The time was approaching 5:30 when I parked myself on a vacant bench. People passed through, heading in various directions, lots of interesting types -- younger folk of various hipster stripes, more normal looking family-type folk with bags or groceries. Lots of women. And of course, this being Chueca, lots of guys. One male walked by, moving at a brisk pace, wearing a fairly pedestrian cool weather coat and black, thick-soled, buckle shoes. The left one squeaked loudly with every step. I'm not sure I've ever heard a shoe squeak like that on brick and concrete -– constant, insistent, like it had something to say and nothing was going to shut it up. I could hear that bugger long after the guy had disappeared down the pedestrian walkway off the southeast corner of the Plaza.

When I sat down, I noticed some previous occupant had slung a loogie immediately in front of my spot, placed so that I had to watch where I put my gym bag, not wanting to pick up loogie cooties to take home with me.

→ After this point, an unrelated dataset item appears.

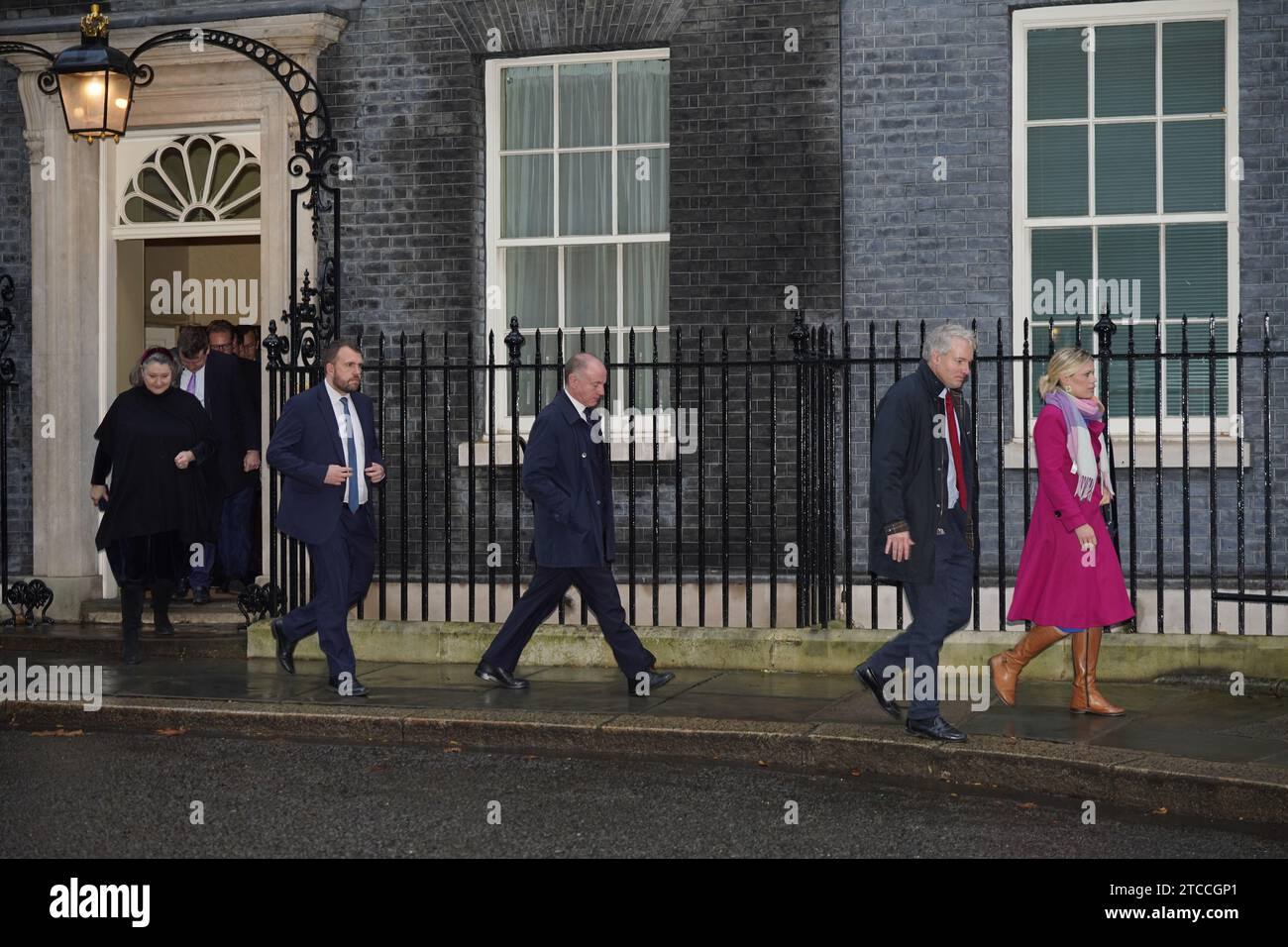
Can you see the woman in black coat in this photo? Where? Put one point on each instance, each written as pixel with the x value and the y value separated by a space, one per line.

And at some point as I sat there enjoying the scene, I realized that several previous occupants had had a spitting fest, leaving several still-moist loogies spread about on the ground around the bench. Guys, probably. 'Cause it must be said that some guys spit like it's a vocation, like it's in their job description and nothing is going to keep them from their carrying out their appointed task. (I have to believe they don't do it at home 'cause the idea of that would challenge my generally positive view of humankind too joltingly.) Some baseball players spit like their lives depend on it, like it's vital to their very existence. I remember checking out a televised Red Sox game once, watching in astonishment at the display one pitcher provided. I am not exaggerating when I say he literally expelled a loogie every three or four seconds, like clockwork. It got to where it was difficult to believe the guy could do that and maintain his fluid level. It's entirely possible he had an auxiliary saliva reservoir hidden under his uniform somewhere, with a hose running up to one side of his mouth powered by a teeny pump set at four second intervals. The camera people would have had to conspire with him to pull off the illusion, shooting only from the side that would not reveal the loogie pump, and I've become so jaundiced re: the television industry that I'm prepared to believe they might put together that kind of diabolical spectacle.

I sat for a while enjoying the late-afternoon/early-evening plaza, until I noticed a guy coming toward me from the general direction of Angel Sierra, walking rapidly, a cigarette in one hand, looking a bit off in some way: drink, drugs, something deeper –- don't know. He stopped directly in front of me, bent partway over to hold his cigarette a few inches in front of my face, a strange, nontrustworthy smile on his face, offering me a hit and saying something I couldn't make out. "No," I said. Whereupon he promptly sat down next to me -– immediately to my left, pressing right up against me. Just as immediately, with no thought whatsoever, I hoisted my gym bag, got up and walked away, across the plaza toward la Calle de Gravina and home. As I rose, he said something, "Espera...." maybe ("Wait...."), but I'd set my course and was off. Clearly, it was time to come back to my own space and do some writing, to unlock the thick, heavy old door to this piso and step into the sunlight that floods the kitchen and that end of the hallway in the late afternoon. Home. (For now.)

That's life. Sometimes you have to know when to move on, trusting that better things await.